The survey results will be used to update the City's Strategic Plan, The City that Makes a Difference, a document that guides the City's goals, objectives, and priorities. They will also provide Council and staff with statistically-valid information about the community's views.
Environics Research Group, one of Canada's leading public research firms, will conduct the survey. President and CEO of Environics Barry Watson provided Council with an overview of the survey's process and content at a meeting February 23rd. He explained to Council, “A scientific survey is the only way to get an accurate, representative picture of what the public thinks.”
Other steps in the updating of the strategic plan will include workshops with Council and the City's executive team to revise the mission statement, set priorities, review services and agree upon strategic initiatives for this term of Council.
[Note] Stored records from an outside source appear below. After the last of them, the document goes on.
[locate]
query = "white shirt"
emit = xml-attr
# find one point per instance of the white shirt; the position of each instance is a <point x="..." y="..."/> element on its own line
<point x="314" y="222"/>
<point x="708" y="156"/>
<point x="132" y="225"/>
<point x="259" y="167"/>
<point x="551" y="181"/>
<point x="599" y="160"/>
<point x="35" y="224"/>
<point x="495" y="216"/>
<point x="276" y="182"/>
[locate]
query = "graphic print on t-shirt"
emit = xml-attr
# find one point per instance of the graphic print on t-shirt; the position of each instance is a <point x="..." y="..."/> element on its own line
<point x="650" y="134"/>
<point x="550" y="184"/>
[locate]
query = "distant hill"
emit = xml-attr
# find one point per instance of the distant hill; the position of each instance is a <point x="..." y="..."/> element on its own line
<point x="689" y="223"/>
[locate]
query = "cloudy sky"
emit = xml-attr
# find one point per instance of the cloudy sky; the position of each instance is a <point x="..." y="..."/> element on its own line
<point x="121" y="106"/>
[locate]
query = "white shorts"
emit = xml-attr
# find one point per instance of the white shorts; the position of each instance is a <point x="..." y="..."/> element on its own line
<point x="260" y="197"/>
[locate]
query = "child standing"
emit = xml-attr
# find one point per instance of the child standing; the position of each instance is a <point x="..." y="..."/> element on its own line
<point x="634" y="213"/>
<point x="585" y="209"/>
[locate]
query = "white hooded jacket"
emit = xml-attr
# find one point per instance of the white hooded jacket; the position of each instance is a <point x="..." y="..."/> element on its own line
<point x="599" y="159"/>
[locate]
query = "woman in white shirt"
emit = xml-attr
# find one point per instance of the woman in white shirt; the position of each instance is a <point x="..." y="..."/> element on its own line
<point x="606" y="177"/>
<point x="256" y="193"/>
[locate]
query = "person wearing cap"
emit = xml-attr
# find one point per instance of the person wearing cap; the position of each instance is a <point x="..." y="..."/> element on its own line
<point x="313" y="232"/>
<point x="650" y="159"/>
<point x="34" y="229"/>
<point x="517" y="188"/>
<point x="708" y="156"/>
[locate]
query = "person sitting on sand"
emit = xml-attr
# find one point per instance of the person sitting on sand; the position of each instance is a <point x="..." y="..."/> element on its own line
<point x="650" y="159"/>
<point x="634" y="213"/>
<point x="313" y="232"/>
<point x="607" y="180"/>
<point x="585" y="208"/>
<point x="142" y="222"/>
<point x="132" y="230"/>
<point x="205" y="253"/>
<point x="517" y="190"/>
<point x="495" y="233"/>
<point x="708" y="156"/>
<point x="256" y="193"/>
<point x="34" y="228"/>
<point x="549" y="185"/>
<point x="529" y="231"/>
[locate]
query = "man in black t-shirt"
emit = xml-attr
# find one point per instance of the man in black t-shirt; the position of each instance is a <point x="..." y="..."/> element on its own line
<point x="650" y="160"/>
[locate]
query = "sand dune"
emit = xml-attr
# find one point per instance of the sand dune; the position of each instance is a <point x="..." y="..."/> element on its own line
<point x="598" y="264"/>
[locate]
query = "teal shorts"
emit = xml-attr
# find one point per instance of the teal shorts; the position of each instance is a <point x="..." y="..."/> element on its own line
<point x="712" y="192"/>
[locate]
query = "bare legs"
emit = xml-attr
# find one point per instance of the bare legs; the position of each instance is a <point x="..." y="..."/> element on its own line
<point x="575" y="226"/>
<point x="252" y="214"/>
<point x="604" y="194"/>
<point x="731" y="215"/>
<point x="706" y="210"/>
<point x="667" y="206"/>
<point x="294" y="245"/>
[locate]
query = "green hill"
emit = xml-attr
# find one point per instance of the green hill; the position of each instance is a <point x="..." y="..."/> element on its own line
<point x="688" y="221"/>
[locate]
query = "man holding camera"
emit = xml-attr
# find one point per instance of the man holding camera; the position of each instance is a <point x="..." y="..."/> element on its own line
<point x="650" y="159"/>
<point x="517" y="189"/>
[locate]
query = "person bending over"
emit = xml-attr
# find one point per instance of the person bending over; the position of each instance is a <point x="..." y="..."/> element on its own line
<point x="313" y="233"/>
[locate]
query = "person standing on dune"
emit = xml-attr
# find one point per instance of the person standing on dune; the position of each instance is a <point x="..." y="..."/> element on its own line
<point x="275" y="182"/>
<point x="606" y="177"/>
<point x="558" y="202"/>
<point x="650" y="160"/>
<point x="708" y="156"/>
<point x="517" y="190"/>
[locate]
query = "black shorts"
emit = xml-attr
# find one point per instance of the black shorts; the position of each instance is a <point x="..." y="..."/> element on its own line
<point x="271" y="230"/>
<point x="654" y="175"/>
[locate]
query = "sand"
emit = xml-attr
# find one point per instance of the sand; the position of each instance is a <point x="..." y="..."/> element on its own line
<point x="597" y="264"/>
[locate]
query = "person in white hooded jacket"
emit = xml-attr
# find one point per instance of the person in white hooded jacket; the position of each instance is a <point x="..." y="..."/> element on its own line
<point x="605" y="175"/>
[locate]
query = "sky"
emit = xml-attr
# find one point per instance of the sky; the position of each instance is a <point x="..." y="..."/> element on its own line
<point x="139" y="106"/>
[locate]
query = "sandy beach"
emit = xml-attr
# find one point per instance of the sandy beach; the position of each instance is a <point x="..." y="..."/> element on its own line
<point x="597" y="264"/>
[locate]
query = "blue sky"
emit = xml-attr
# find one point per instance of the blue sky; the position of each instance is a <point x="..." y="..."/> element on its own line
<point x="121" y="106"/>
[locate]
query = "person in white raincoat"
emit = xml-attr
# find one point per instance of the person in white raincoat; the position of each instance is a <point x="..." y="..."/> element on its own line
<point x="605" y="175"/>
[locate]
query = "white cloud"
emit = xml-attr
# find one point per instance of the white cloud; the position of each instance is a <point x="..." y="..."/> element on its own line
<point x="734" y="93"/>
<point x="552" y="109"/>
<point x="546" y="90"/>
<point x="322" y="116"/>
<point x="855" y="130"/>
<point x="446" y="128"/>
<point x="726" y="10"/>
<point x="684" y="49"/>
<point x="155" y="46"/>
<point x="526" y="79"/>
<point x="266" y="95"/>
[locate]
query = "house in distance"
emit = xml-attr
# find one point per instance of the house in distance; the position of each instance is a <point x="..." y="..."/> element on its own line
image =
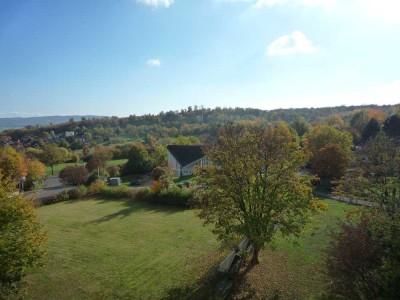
<point x="183" y="159"/>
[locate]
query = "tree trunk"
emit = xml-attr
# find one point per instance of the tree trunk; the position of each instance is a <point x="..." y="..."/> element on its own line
<point x="254" y="259"/>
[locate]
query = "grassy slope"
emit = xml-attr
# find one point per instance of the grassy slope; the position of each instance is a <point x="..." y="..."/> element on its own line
<point x="57" y="168"/>
<point x="121" y="249"/>
<point x="295" y="271"/>
<point x="118" y="249"/>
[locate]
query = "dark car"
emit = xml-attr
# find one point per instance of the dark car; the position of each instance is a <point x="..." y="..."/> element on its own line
<point x="136" y="182"/>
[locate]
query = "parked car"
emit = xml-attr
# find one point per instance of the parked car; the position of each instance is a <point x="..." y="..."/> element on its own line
<point x="136" y="182"/>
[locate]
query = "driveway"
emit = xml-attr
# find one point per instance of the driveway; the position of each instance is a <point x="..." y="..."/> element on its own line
<point x="52" y="186"/>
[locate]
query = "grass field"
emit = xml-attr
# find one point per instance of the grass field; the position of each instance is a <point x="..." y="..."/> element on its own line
<point x="119" y="249"/>
<point x="295" y="271"/>
<point x="57" y="168"/>
<point x="108" y="249"/>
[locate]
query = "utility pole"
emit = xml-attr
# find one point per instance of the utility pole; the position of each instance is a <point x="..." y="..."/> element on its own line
<point x="202" y="115"/>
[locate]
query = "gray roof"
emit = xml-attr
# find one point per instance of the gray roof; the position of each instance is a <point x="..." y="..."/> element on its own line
<point x="186" y="154"/>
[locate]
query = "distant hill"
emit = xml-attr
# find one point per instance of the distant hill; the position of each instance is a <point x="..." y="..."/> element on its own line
<point x="15" y="123"/>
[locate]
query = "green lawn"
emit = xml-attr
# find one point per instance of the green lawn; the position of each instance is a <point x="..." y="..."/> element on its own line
<point x="57" y="168"/>
<point x="295" y="271"/>
<point x="108" y="249"/>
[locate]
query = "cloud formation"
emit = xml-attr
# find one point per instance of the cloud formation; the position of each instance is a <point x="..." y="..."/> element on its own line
<point x="157" y="3"/>
<point x="296" y="42"/>
<point x="154" y="62"/>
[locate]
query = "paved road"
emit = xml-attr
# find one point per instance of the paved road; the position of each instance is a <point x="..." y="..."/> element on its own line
<point x="52" y="186"/>
<point x="343" y="199"/>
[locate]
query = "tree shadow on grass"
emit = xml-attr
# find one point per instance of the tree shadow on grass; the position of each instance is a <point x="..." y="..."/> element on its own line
<point x="133" y="206"/>
<point x="204" y="287"/>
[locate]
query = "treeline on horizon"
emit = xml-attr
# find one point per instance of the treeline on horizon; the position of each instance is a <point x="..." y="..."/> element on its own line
<point x="200" y="122"/>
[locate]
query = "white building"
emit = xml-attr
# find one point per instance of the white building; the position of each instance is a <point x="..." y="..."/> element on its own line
<point x="183" y="159"/>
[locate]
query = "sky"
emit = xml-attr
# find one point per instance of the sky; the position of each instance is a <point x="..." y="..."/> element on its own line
<point x="134" y="57"/>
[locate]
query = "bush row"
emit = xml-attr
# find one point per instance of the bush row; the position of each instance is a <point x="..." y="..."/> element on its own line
<point x="173" y="195"/>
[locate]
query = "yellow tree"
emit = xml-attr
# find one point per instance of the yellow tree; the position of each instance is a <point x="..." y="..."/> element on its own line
<point x="21" y="239"/>
<point x="12" y="163"/>
<point x="330" y="150"/>
<point x="253" y="187"/>
<point x="35" y="171"/>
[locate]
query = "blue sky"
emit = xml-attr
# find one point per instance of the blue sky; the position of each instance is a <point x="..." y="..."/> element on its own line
<point x="122" y="57"/>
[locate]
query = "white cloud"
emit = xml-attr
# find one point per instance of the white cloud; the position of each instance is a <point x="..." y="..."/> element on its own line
<point x="296" y="42"/>
<point x="157" y="3"/>
<point x="154" y="62"/>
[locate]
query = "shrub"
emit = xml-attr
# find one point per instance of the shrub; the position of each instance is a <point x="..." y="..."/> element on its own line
<point x="77" y="192"/>
<point x="94" y="163"/>
<point x="174" y="195"/>
<point x="144" y="194"/>
<point x="21" y="241"/>
<point x="62" y="196"/>
<point x="353" y="261"/>
<point x="114" y="171"/>
<point x="74" y="175"/>
<point x="119" y="192"/>
<point x="97" y="187"/>
<point x="100" y="174"/>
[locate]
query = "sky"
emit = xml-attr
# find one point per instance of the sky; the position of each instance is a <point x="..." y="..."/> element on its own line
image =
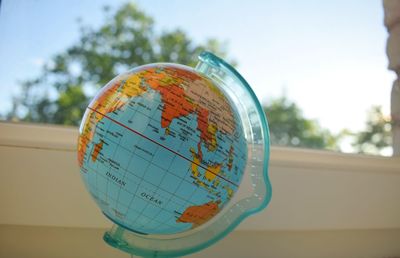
<point x="327" y="56"/>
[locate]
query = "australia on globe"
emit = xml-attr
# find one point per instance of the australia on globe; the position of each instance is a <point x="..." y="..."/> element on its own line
<point x="161" y="149"/>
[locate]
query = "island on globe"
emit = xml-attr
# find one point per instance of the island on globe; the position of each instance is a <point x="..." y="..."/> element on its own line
<point x="161" y="149"/>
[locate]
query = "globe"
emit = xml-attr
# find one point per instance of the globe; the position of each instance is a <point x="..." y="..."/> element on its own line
<point x="163" y="149"/>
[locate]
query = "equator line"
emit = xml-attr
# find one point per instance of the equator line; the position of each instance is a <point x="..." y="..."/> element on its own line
<point x="159" y="144"/>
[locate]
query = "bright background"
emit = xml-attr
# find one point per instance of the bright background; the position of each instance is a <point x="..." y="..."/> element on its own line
<point x="327" y="56"/>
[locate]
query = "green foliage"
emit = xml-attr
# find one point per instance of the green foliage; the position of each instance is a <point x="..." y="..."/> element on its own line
<point x="125" y="40"/>
<point x="377" y="134"/>
<point x="288" y="127"/>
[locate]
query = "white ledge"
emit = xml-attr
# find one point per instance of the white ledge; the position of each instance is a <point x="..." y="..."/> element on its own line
<point x="312" y="190"/>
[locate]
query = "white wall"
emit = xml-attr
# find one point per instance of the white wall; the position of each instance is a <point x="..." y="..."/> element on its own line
<point x="317" y="196"/>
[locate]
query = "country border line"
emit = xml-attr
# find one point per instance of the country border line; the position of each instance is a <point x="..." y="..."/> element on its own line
<point x="159" y="144"/>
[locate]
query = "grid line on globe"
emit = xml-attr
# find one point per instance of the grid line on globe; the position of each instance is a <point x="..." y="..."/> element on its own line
<point x="154" y="207"/>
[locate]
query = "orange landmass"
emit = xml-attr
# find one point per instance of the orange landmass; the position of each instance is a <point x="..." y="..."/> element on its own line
<point x="96" y="150"/>
<point x="212" y="171"/>
<point x="175" y="104"/>
<point x="230" y="158"/>
<point x="112" y="98"/>
<point x="198" y="215"/>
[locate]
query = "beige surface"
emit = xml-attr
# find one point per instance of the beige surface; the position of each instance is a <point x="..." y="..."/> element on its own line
<point x="312" y="190"/>
<point x="324" y="204"/>
<point x="46" y="242"/>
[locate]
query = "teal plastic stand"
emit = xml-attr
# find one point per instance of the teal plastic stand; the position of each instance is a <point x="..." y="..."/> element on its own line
<point x="254" y="192"/>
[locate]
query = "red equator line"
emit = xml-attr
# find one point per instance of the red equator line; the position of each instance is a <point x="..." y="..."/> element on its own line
<point x="159" y="144"/>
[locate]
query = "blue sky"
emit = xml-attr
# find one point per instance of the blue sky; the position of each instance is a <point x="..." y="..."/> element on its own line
<point x="327" y="56"/>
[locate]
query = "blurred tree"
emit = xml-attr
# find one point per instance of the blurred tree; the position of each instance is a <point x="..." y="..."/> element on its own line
<point x="377" y="135"/>
<point x="288" y="127"/>
<point x="125" y="40"/>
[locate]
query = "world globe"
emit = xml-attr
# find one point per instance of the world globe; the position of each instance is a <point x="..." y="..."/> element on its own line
<point x="163" y="149"/>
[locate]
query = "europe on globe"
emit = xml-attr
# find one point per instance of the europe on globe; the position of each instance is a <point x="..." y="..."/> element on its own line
<point x="161" y="149"/>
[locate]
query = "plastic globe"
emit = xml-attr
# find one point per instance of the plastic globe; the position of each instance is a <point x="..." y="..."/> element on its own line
<point x="166" y="150"/>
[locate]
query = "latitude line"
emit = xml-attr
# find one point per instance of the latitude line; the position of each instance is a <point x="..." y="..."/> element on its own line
<point x="159" y="144"/>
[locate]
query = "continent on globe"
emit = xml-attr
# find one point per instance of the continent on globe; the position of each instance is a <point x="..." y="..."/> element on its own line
<point x="158" y="141"/>
<point x="198" y="215"/>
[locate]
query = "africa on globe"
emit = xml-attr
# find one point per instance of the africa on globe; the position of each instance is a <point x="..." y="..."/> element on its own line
<point x="162" y="149"/>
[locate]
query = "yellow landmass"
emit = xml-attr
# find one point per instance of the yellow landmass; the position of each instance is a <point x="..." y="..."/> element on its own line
<point x="212" y="171"/>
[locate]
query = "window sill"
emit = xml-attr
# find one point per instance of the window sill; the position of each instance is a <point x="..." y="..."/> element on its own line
<point x="312" y="190"/>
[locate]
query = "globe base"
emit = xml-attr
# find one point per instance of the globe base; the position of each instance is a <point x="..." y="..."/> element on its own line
<point x="123" y="239"/>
Workshops will be led by Chris Bart, Principal, Lead Professor and Founder of The Director's College and Professor of Strategy and Governance at McMaster University's DeGroote School of Business.
“A key focus of this process will be revising and refining the City of Guelph’s mission statement to more clearly define the City’s core business,” said Bart. At the February 23rd meeting, Council and the City’s Executive Team agreed to conduct a complete review of services and programs in the context of the City’s core business.
In June, the City will seek the community's input on the draft revised strategic plan through a series of public meetings.
About the Survey
The 10-minute survey will be conducted in English and three other languages among a representative sample of 600 residents aged 18 and older. The sample will yield an overall margin of error of +/- 4.0 percentage points, 19 times out of 20. Questions on age, gender, education, income, ethnicity, and ward will help ensure the demographics of the sample mirror Guelph's population as a whole.
The City of Guelph last conducted a public opinion survey of this size in 2008. That survey led to new customer service standards, a corporate communications plan, and reviews of sidewalk snow clearing and building services, among other initiatives.